Montatore tra i più autorevoli del cinema rumeno contemporaneo, Cătălin Cristuțiu ha oltre cento film all’attivo, collaborando con autori come Radu Jude, Cristian Nemescu, Florin Șerban e Manuel Abramovich. Suoi i montaggi di Aferim! (Orso d’Argento per la regia a Berlino 2015) e Bad Luck Banging or Loony Porn (Orso d’Oro 2021), film che hanno definito la nuova identità del cinema romeno. Al 12° Film Festival Diritti Umani Lugano, dove ha fatto parte della giuria del Concorso Internazionale di Lungometraggi insieme a Laila Alonso Huarte e Alin Taşçıyan, abbiamo parlato con lui di cinema, politica, fake news e libertà di sguardo, tirando le somme di questa edizione del FFDUL.

Cosa ha significato per te far parte della giuria del Film Festival Diritti Umani di Lugano?

È stato bellissimo. In realtà non l’ho vista tanto come una competizione tra film, ma come una sorta di forum. Un luogo di incontro dove si discute di cinema e di diritti umani. Con i miei colleghi di giuria abbiamo passato una settimana intensa, fatta di dialoghi e scoperte: nuovi linguaggi, nuovi sguardi sul mondo, contesti sociali e geografici che non conoscevo prima dei film e sono molto grato di questo.

Sei soddisfatto dei premi assegnati quest’anno?

Sì, molto. Con la giuria ci siamo trovati bene, anche se il confronto è stato lungo, non perché ci fossero divergenze, ma per la ricchezza della selezione. Alla fine abbiamo deciso di premiare Letters from Wolf Street di Arjun Talwar, un giovane autore che racconta temi raramente esplorati: l’immigrazione asiatica nell’Europa dell’Est, la deriva politica verso destra in quei paesi, questioni scomode che toccano in realtà l’intera Europa.
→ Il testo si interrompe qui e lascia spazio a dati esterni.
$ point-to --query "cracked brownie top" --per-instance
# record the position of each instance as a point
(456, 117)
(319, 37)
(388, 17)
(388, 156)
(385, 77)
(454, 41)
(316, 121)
Sala gremita al Cinema Corso di Lugano @FFDUL

Sala gremita al Cinema Corso di Lugano @FFDUL

Molti giovani registi iniziano oggi con film sociali o legati ai diritti umani. È una tendenza del cinema contemporaneo?

Non credo sia una “fase giovanile”. È piuttosto un segno dei tempi. Viviamo in un mondo segnato da guerre e tensioni politiche, e gli autori, giovani o meno, reagiscono a questo clima. È una forma naturale di resistenza e di partecipazione.

In un contesto in cui il messaggio sociale e l’espressione artistica si intrecciano, quali criteri avete seguito nella valutazione?

Ogni giuria è inevitabilmente soggettiva: persone diverse, sensibilità diverse. È difficile misurare il valore formale di un film, così come la sua rilevanza politica. Si tratta di intuizioni personali, di discussione e ascolto reciproco. Inoltre, il primo filtro lo fa già la selezione del festival: la scelta stessa dei titoli è una forma di giudizio e a noi quest’anno sono stati dati titoli davvero validi.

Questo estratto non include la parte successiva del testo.